To communicate effectively animals need to detect temporal vocalization cues that vary over several orders of magnitude in their amplitude and frequency content. This large range of temporal cues is evident in the power-law scale-invariant relationship between the power of temporal fluctuations in sounds and the sound modulation frequency (f). Though various forms of scale invariance have been described for natural sounds, the origins and implications of scale invariant phenomenon remain unknown. Using animal vocalization sequences, including continuous human speech, and a stochastic model of temporal amplitude fluctuations we demonstrate that temporal acoustic edges are the primary acoustic cue accounting for the scale invariant phenomenon. The modulation spectrum of vocalization sequences and the model both exhibit a dual regime lowpass structure with a flat region at low modulation frequencies and scale invariant 1/f2 trend for high modulation frequencies.
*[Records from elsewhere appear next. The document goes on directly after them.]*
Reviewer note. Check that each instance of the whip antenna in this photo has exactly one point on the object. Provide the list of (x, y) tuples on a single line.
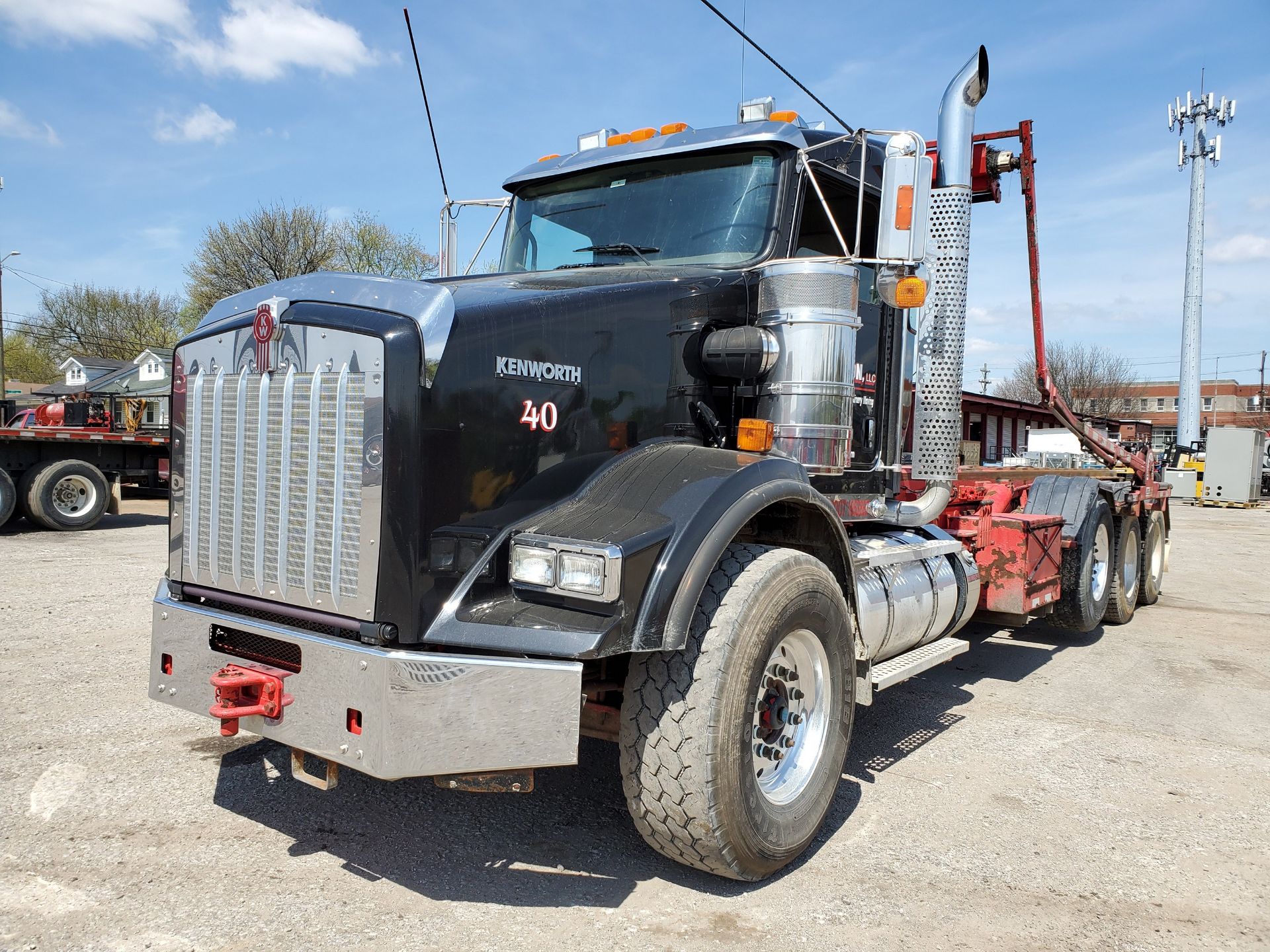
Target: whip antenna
[(429, 111), (788, 74)]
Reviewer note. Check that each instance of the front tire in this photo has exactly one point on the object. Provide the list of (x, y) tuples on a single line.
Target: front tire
[(732, 749)]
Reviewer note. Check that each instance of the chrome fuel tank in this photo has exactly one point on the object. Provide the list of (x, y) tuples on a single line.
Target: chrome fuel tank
[(912, 588)]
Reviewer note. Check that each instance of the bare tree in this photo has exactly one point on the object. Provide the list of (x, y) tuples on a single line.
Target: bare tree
[(272, 243), (284, 241), (105, 321), (1091, 379), (368, 247)]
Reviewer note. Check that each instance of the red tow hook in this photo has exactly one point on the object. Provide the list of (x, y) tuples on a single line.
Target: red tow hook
[(241, 692)]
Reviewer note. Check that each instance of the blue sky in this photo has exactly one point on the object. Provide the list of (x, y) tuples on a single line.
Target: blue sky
[(127, 126)]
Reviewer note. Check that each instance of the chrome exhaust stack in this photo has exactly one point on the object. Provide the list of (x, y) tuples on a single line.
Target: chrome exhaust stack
[(941, 347)]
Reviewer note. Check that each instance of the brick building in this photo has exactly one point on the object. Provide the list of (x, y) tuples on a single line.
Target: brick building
[(1223, 403)]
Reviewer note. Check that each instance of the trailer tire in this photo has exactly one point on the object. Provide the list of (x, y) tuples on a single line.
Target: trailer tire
[(1127, 571), (66, 495), (1086, 569), (1151, 571), (8, 496), (694, 721)]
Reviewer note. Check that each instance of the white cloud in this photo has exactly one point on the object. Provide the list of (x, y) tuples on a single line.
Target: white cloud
[(135, 22), (15, 125), (262, 38), (259, 40), (201, 126), (1241, 248)]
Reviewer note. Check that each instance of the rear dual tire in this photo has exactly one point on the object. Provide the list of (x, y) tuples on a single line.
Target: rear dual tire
[(64, 495), (1086, 571), (8, 496), (1127, 575), (700, 727)]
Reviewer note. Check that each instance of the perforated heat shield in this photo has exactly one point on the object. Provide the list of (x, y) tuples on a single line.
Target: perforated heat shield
[(941, 348)]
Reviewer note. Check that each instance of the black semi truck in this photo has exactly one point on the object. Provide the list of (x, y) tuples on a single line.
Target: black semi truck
[(644, 484)]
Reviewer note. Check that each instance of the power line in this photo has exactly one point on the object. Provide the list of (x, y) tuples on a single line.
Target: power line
[(769, 58), (40, 276)]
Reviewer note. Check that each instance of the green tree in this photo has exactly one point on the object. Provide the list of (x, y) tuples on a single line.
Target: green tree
[(280, 241), (105, 321), (27, 361)]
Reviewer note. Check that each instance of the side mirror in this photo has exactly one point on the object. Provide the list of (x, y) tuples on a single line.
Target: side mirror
[(904, 221)]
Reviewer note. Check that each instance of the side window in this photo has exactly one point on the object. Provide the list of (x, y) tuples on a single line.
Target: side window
[(816, 234), (554, 243)]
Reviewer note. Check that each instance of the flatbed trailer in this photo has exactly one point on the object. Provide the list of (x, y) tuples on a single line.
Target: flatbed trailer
[(66, 479)]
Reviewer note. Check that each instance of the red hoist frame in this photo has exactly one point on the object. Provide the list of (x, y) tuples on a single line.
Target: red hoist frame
[(1020, 554)]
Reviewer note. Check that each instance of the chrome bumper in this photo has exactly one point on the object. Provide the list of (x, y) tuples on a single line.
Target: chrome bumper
[(423, 714)]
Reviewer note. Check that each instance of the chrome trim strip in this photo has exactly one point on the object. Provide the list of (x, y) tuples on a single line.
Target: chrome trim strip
[(501, 713), (337, 513), (310, 535), (193, 454), (214, 504), (235, 556), (288, 397), (262, 473)]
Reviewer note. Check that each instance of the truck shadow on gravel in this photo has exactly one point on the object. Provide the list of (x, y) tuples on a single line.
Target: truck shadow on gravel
[(571, 843), (128, 521)]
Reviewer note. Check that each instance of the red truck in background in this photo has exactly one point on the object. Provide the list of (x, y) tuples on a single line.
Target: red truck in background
[(64, 465)]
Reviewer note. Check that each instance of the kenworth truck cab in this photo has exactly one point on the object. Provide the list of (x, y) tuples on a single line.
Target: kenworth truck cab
[(646, 484)]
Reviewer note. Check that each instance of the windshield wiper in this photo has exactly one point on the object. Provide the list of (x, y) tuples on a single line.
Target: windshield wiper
[(622, 248)]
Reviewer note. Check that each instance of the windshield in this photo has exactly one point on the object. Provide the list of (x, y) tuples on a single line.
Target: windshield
[(713, 208)]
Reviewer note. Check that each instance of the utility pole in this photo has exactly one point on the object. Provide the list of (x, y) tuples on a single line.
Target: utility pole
[(1261, 391), (1202, 151), (4, 387)]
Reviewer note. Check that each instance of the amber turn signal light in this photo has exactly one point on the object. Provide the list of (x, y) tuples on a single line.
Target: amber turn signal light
[(755, 436), (910, 292)]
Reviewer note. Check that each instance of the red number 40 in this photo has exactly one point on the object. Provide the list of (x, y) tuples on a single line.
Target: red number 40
[(535, 416)]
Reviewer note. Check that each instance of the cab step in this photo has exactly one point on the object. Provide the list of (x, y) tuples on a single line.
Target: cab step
[(906, 666)]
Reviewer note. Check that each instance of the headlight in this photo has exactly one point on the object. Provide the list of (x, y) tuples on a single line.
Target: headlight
[(582, 573), (581, 569), (534, 565)]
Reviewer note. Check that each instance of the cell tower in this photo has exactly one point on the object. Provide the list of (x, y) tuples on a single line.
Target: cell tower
[(1202, 151)]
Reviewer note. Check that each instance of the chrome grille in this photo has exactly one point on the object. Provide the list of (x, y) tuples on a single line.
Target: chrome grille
[(273, 484)]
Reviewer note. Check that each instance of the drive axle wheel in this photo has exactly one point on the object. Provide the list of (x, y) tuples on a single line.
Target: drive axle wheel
[(1086, 583), (8, 496), (732, 749), (1126, 578), (1151, 571)]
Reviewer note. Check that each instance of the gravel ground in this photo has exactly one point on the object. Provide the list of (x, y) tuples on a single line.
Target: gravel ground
[(1105, 791)]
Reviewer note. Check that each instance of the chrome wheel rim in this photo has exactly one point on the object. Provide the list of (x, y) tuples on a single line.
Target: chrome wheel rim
[(74, 496), (1129, 571), (1101, 559), (792, 716), (1158, 559)]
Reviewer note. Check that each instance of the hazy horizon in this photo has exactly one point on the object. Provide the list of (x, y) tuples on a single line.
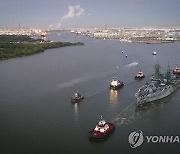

Moreover, we find a time-frequency tradeoff between the average vocalization duration of each vocalization sequence and the cutoff frequency beyond which scale invariant behavior is observed. These results indicate that temporal edges are universal features responsible for scale invariance in vocalized sounds. This is significant since temporal acoustic edges are salient perceptually and the auditory system could exploit such statistical regularities to minimize redundancies and generate compact neural representations of vocalized sounds.

• Publication year

  2018

• Venue

  PLoS Comput. Biol.

• Publication date

  2018-04-01

• Fields of study

  Medicine, Physics, Computer Science

• Identifiers
  DOI 10.1371/journal.pcbi.1005996PMID 29659561PMCID 5919684
• External record

  Open on Semantic Scholar

• Source metadata

  Semantic Scholar, PubMed

• No claims are published for this paper.

• No concepts are published for this paper.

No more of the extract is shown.